A lot of con­cep­tual ar­gu­ments, as well as ex­pe­riences with speci­fi­ca­tion gam­ing, sug­gest that we are un­likely to be able to sim­ply think hard and write down a good speci­fi­ca­tion, since even small er­rors in speci­fi­ca­tions can lead to bad re­sults. How­ever, ma­chine learn­ing is par­tic­u­larly good at nar­row­ing down on the cor­rect hy­poth­e­sis among a vast space of pos­si­bil­ities us­ing data, so per­haps we could de­ter­mine a good speci­fi­ca­tion from some suit­ably cho­sen source of data?
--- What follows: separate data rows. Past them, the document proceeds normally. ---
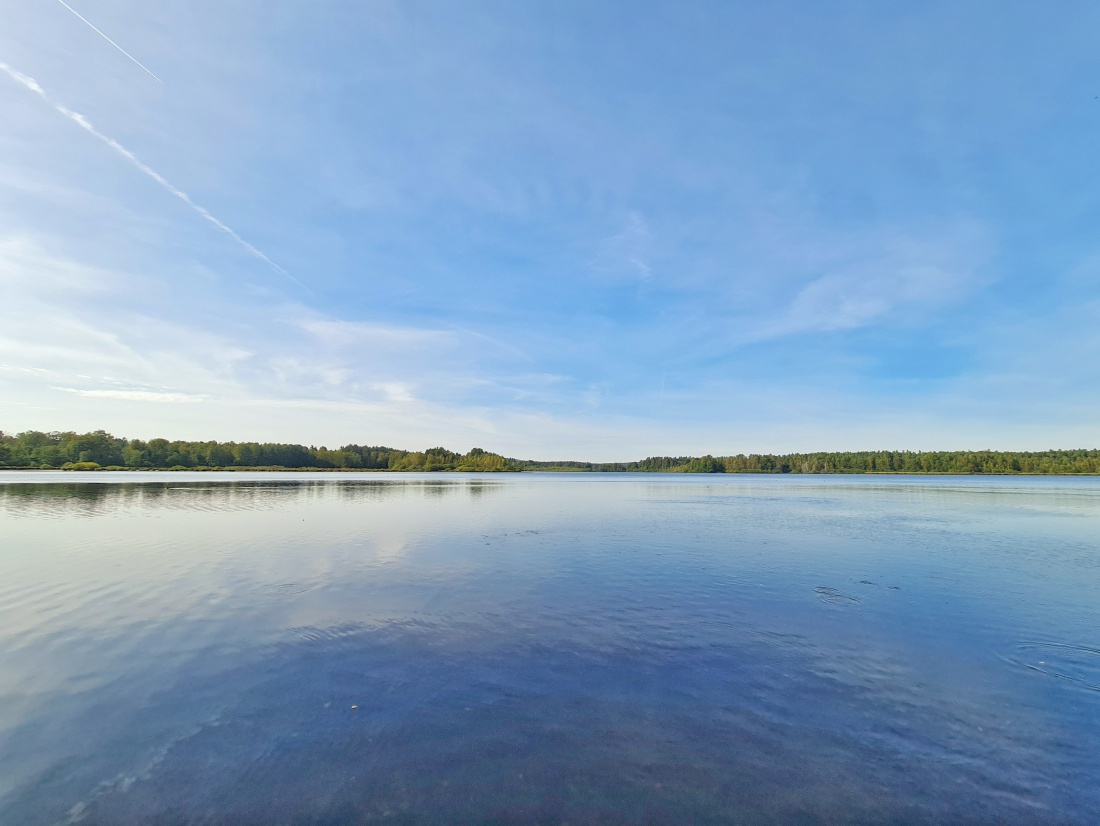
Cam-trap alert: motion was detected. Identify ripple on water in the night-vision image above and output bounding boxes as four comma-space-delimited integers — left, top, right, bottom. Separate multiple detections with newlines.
814, 585, 862, 605
1002, 642, 1100, 691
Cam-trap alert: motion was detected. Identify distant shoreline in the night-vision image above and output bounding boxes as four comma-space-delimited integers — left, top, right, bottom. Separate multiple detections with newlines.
0, 430, 1100, 476
0, 465, 1100, 476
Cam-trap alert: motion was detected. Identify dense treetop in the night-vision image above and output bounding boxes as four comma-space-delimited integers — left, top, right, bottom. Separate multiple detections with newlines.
0, 430, 1100, 474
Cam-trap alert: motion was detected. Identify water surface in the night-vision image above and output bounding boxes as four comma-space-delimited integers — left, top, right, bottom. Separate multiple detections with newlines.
0, 473, 1100, 826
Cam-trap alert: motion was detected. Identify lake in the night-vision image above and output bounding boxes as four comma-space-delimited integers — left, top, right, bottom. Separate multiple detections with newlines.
0, 472, 1100, 826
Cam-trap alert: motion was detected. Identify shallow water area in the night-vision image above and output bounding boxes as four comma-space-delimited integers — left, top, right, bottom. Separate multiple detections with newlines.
0, 472, 1100, 825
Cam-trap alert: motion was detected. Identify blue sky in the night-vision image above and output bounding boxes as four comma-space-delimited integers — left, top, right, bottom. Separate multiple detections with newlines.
0, 0, 1100, 460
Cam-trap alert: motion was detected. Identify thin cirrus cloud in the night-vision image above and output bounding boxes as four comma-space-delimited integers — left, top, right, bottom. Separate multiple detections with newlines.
54, 387, 209, 405
0, 62, 309, 290
0, 0, 1100, 460
51, 0, 164, 84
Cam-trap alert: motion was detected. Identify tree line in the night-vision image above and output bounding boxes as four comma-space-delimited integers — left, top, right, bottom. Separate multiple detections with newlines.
0, 430, 516, 471
0, 430, 1100, 474
516, 450, 1100, 474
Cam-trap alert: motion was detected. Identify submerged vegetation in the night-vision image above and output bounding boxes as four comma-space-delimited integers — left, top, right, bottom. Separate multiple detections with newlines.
0, 430, 1100, 474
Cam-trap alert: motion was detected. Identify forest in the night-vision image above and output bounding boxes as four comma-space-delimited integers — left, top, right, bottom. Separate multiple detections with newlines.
0, 430, 1100, 474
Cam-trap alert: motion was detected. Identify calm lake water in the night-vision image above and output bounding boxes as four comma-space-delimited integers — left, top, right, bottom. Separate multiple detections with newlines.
0, 472, 1100, 826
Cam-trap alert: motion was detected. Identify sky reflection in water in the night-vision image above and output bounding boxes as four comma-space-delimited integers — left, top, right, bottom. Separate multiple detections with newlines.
0, 473, 1100, 824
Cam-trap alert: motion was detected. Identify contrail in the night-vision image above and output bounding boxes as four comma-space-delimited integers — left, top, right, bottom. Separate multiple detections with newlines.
57, 0, 164, 84
0, 62, 312, 293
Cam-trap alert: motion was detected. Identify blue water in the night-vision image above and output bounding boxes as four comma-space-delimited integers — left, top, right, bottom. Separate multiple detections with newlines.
0, 473, 1100, 826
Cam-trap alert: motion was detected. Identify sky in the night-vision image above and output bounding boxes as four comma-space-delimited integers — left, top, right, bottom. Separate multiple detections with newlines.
0, 0, 1100, 461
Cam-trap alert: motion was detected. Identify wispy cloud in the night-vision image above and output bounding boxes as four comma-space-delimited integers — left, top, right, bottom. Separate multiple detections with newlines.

This leads to the idea of am­bi­tious value learn­ing, where we learn an ex­plicit util­ity func­tion from hu­man be­hav­ior for the AI to max­i­mize.
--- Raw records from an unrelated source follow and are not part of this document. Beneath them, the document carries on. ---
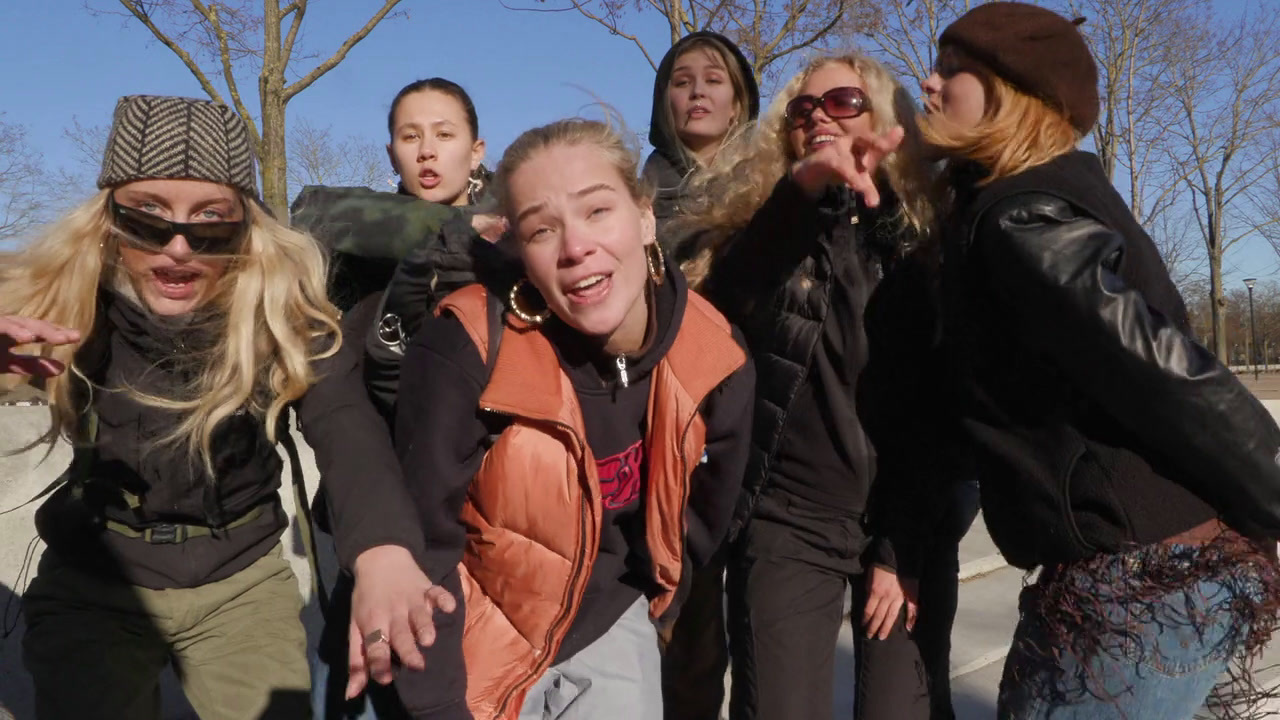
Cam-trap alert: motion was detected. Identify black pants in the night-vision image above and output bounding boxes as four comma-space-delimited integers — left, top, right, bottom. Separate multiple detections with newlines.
728, 491, 926, 720
662, 557, 728, 720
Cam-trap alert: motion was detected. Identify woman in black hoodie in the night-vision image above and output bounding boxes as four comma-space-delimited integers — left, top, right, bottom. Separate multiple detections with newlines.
643, 32, 760, 260
643, 32, 760, 720
923, 3, 1280, 720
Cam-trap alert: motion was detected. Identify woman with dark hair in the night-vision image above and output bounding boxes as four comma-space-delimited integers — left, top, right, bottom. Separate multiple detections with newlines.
922, 3, 1280, 720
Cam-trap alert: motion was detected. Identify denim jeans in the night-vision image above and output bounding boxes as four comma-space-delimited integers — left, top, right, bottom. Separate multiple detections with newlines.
997, 547, 1252, 720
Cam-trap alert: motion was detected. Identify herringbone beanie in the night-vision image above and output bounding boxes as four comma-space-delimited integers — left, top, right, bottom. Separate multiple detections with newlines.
97, 95, 257, 197
938, 1, 1100, 135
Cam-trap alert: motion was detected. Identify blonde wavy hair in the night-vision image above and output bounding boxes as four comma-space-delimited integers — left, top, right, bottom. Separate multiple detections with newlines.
658, 37, 751, 168
919, 53, 1080, 184
0, 188, 342, 479
676, 53, 936, 290
493, 114, 654, 212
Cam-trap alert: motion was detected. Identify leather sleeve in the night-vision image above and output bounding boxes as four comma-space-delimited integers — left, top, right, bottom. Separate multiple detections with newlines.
970, 193, 1280, 538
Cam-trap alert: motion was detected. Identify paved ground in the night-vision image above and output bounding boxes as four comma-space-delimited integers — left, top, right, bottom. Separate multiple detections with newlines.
0, 374, 1280, 720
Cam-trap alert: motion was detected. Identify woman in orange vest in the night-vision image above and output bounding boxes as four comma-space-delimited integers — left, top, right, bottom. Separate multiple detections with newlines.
384, 120, 755, 720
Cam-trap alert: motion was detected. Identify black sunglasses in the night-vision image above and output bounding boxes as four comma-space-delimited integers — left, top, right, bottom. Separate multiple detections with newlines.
787, 87, 872, 128
106, 196, 248, 255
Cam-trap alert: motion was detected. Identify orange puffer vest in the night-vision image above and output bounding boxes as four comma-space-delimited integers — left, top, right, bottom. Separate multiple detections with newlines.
438, 286, 746, 720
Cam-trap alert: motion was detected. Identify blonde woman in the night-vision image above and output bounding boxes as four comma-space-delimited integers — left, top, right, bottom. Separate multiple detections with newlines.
0, 96, 435, 720
384, 120, 754, 720
686, 55, 955, 720
922, 3, 1280, 720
This is very re­lated to in­verse re­in­force­ment learn­ing (IRL) in the ma­chine learn­ing liter­a­ture, though not all work on IRL is rele­vant to am­bi­tious value learn­ing. For ex­am­ple, much work on IRL is aimed at imi­ta­tion learn­ing, which would in the best case al­low you to match hu­man perfor­mance, but not to ex­ceed it. Am­bi­tious value learn­ing is, well, more am­bi­tious—it aims to learn a util­ity func­tion that cap­tures “what hu­mans care about”, so that an AI sys­tem that op­ti­mizes this util­ity func­tion more ca­pa­bly can ex­ceed hu­man perfor­mance, mak­ing the world bet­ter for hu­mans than they could have done them­selves.
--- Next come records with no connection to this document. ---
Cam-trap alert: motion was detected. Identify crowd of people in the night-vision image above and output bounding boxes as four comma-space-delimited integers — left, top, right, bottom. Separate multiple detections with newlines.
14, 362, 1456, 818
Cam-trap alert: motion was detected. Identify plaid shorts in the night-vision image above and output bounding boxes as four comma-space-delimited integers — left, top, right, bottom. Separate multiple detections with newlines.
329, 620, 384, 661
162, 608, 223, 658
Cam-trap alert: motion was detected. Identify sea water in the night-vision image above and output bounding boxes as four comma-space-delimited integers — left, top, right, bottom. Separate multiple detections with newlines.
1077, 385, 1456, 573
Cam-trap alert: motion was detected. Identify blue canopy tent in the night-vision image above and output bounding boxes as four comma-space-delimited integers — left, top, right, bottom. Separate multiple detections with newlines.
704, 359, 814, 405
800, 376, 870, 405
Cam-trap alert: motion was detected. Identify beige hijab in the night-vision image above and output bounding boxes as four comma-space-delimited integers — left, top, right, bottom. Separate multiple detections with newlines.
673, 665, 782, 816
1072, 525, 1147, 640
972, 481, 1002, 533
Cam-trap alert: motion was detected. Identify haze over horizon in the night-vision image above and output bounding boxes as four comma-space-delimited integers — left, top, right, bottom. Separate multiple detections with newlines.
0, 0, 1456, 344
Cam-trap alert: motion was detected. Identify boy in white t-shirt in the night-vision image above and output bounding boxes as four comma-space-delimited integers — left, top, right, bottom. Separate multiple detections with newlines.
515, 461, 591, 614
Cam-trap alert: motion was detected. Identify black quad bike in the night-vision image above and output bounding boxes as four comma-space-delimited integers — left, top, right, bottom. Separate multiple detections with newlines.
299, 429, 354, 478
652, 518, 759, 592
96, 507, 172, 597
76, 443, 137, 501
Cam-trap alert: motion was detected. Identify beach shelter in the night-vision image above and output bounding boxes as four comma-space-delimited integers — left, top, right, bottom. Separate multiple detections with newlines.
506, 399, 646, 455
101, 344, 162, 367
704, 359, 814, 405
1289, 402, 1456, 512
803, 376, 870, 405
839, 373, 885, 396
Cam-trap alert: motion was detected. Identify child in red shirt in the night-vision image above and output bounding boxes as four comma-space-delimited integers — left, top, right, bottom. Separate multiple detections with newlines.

It may sound like we would have solved the en­tire AI safety prob­lem if we could do am­bi­tious value learn­ing—surely if we have a good util­ity func­tion we would be done. Why then do I think of it as a solu­tion to just the speci­fi­ca­tion prob­lem? This is be­cause am­bi­tious value learn­ing by it­self would not be enough for safety, ex­cept un­der the as­sump­tion of as much com­pute and data as de­sired. Th­ese are re­ally pow­er­ful as­sump­tions—for ex­am­ple, I’m as­sum­ing you can get data where you put a hu­man in an ar­bi­trar­ily com­pli­cated simu­lated en­vi­ron­ment with fake mem­o­ries of their life so far and see what they do. This al­lows us to ig­nore many things that would likely be a prob­lem in prac­tice, such as:

  • At­tempt­ing to use the util­ity func­tion to choose ac­tions be­fore it has converged

  • Distri­bu­tional shift caus­ing the learned util­ity func­tion to be­come invalid

  • Lo­cal min­ima pre­vent­ing us from learn­ing a good util­ity func­tion, or from op­ti­miz­ing the learned util­ity func­tion correctly

The next few posts in this se­quence will con­sider the suit­abil­ity of am­bi­tious value learn­ing as a solu­tion to the speci­fi­ca­tion prob­lem. Most of them will con­sider whether am­bi­tious value learn­ing is pos­si­ble in the set­ting above (in­finite com­pute and data). One post will con­sider prac­ti­cal is­sues with the ap­pli­ca­tion of IRL to in­fer a util­ity func­tion suit­able for am­bi­tious value learn­ing, while still as­sum­ing that the re­sult­ing util­ity func­tion can be perfectly max­i­mized (which is equiv­a­lent to as­sum­ing in­finite com­pute and a perfect model of the en­vi­ron­ment af­ter IRL has run).